Saturday, January 28, 2006

 

Report RhetIraq: Army Troop Levels

Who: Andrew Krepinevich, Retired Army Officer and Executive Director of the Center for Strategic and Budgetary Assessments
Source: Associated Press via Yahoo! News
Quotes: From article titled, "Report: Deployments Nearly Breaking Army"

Stretched by frequent troop rotations to Iraq and Afghanistan, the Army has become a "thin green line" that could snap unless relief comes soon, according to a study for the Pentagon.

Andrew Krepinevich, a retired Army officer who wrote the report under a Pentagon contract, concluded that the Army cannot sustain the pace of troop deployments to Iraq long enough to break the back of the insurgency. He also suggested that the Pentagon's decision, announced in December, to begin reducing the force in Iraq this year was driven in part by a realization that the Army was overextended.

"You really begin to wonder just how much stress and strain there is on the Army, how much longer it can continue," he said in an interview. He added that the Army is still a highly effective fighting force and is implementing a plan that will expand the number of combat brigades available for rotations to Iraq and Afghanistan.

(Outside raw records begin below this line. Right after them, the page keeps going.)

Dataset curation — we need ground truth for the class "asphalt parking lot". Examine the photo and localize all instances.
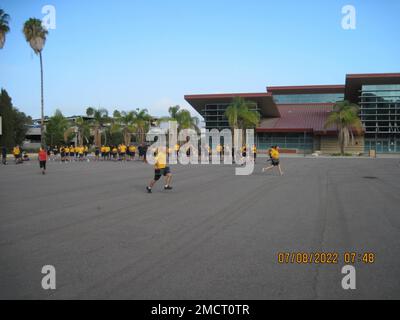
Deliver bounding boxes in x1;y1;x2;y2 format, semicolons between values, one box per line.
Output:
0;158;400;299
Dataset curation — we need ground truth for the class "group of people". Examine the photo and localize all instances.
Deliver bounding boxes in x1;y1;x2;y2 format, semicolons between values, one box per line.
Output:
2;144;283;193
95;143;137;161
46;145;89;162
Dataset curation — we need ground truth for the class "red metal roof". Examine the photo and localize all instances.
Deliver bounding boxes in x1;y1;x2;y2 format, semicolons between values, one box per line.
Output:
256;104;336;133
267;84;345;94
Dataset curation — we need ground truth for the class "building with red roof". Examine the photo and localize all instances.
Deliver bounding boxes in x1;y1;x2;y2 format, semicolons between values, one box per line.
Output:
185;73;400;153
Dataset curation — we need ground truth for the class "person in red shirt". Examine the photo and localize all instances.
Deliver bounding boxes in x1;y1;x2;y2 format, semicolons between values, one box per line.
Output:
38;148;47;174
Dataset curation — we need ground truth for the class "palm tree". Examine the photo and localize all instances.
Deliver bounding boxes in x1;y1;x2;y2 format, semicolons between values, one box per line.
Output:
23;18;48;145
325;100;363;155
86;107;110;147
113;110;136;145
159;105;200;132
132;109;152;143
0;9;10;49
225;97;260;141
75;117;90;146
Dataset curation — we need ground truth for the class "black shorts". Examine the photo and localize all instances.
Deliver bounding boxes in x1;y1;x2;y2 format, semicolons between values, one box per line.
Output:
39;161;46;170
154;167;171;181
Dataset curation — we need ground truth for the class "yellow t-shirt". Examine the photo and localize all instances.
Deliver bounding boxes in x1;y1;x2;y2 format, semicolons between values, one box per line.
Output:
13;147;21;156
271;149;279;160
154;152;167;169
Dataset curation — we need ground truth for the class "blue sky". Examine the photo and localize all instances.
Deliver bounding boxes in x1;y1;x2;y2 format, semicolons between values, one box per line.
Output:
0;0;400;117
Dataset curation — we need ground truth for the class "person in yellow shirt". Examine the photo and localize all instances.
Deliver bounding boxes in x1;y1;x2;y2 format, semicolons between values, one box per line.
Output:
129;145;136;160
262;146;283;176
64;146;69;161
13;146;22;164
100;146;106;161
119;144;127;161
146;147;172;193
251;144;257;163
69;145;75;161
105;146;111;160
174;144;181;158
111;146;118;161
76;146;85;161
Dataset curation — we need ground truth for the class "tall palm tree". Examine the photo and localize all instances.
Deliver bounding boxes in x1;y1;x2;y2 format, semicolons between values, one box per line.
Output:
23;18;48;145
75;117;90;146
113;110;136;145
159;105;200;132
225;97;260;141
132;109;152;143
86;107;110;147
325;100;363;155
0;9;10;49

The 136-page report represents a more sobering picture of the Army's condition than military officials offer in public.

He wrote that the Army is "in a race against time" to adjust to the demands of war "or risk `breaking' the force in the form of a catastrophic decline" in recruitment and re-enlistment.

Krepinevich did not conclude that U.S. forces should quit Iraq now, but said it may be possible to reduce troop levels below 100,000 by the end of the year. There now are about 136,000, Pentagon officials said Tuesday.

Krepinevich's analysis, while consistent with the conclusions of some outside the Bush administration, is in stark contrast with the public statements of Defense Secretary Donald H. Rumsfeld and senior Army officials.

He said he concluded that even Army leaders are not sure how much longer they can keep up the unusually high pace of combat tours in Iraq before they trigger an institutional crisis. Some major Army divisions are serving their second yearlong tours in Iraq, and some smaller units have served three times.